A princesa Estrela e D. Diego

Conta-se que vivia um rei num castelo num planalto da Serra e que tinha uma filha, tão linda que lhe deu o nome Estrela. Perdida de amores por um cavaleiro do reino, desgostou-se de amores quando o garboso jovem foi mandado para a guerra entre cristãos e muçulmanos. Subiu a serra e chorou, clamando “Mon Diego! Mon Diego!” por tanto tempo que os pastores apelidaram de Mondego o rio que das suas lágrimas se formou.

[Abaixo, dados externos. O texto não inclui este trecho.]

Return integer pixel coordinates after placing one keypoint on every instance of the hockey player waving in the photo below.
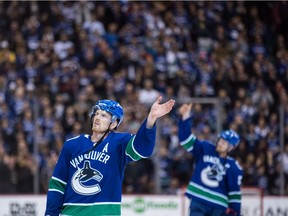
(87, 179)
(214, 188)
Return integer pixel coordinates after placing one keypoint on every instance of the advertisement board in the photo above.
(144, 205)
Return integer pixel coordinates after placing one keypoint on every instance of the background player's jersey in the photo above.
(88, 182)
(216, 181)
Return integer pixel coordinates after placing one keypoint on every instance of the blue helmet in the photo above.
(110, 106)
(231, 137)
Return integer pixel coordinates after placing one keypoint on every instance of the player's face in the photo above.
(222, 147)
(101, 121)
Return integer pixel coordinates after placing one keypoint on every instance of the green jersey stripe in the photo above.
(188, 144)
(56, 185)
(208, 195)
(92, 210)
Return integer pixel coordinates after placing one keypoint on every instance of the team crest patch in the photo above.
(85, 180)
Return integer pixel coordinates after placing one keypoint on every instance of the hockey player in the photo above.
(87, 179)
(214, 188)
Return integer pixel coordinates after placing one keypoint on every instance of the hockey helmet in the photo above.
(110, 106)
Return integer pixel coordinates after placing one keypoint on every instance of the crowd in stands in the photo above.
(57, 58)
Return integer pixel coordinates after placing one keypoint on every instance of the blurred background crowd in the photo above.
(58, 58)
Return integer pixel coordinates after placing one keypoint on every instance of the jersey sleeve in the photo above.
(234, 187)
(141, 145)
(57, 184)
(187, 139)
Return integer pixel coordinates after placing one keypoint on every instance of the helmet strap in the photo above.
(100, 140)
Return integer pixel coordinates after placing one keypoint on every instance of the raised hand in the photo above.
(185, 110)
(157, 110)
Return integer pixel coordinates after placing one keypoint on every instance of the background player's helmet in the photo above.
(231, 137)
(110, 106)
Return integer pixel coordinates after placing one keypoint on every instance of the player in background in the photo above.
(214, 188)
(87, 179)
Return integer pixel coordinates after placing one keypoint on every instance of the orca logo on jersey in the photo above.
(84, 181)
(211, 176)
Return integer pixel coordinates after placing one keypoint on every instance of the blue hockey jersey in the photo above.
(90, 182)
(215, 181)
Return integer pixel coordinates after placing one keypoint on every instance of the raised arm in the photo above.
(157, 110)
(185, 111)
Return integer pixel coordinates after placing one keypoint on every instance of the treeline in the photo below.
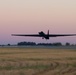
(43, 44)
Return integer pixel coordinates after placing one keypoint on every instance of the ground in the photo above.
(37, 61)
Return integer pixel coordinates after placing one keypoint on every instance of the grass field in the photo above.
(37, 61)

Relva da Reboleira (Foto: DR)

Alfátema (vezes dois)

Fugindo dessa mesma guerra, o monarca mouro de Manteigas atrincheirou-se com a riqueza e a bela filha, Alfátema, num palácio que uma súbita iluminação lhes apontou. Foram guiados pela fada madrinhas da bela, para protegê-la até que os esquadrões muçulmanos a viessem salvar. Anos depois, uma mendiga cansada descansou sob o Cabeço de Alfátema (na Nacional 232, a caminho de Gouveia) a roer uma côdea velha. Olhando à volta, viu um chão de figos. Comeu os que pode e meteu os outros ao avental para os filhos. Ao chegar a casa, descobriu diamantes. Voltou ao cabeço para apanhar tudo o que pudesse e quase morreu de calor e sede quando descobriu que lá nada havia. A voz de Alfátema ouviu-se então. “Era teu tudo o que viste / Agora tornaste em vão / Não passes mais neste sítio / Na manhã de São João./ Não te perdeu a pobreza / Pode matar-te a ambição”.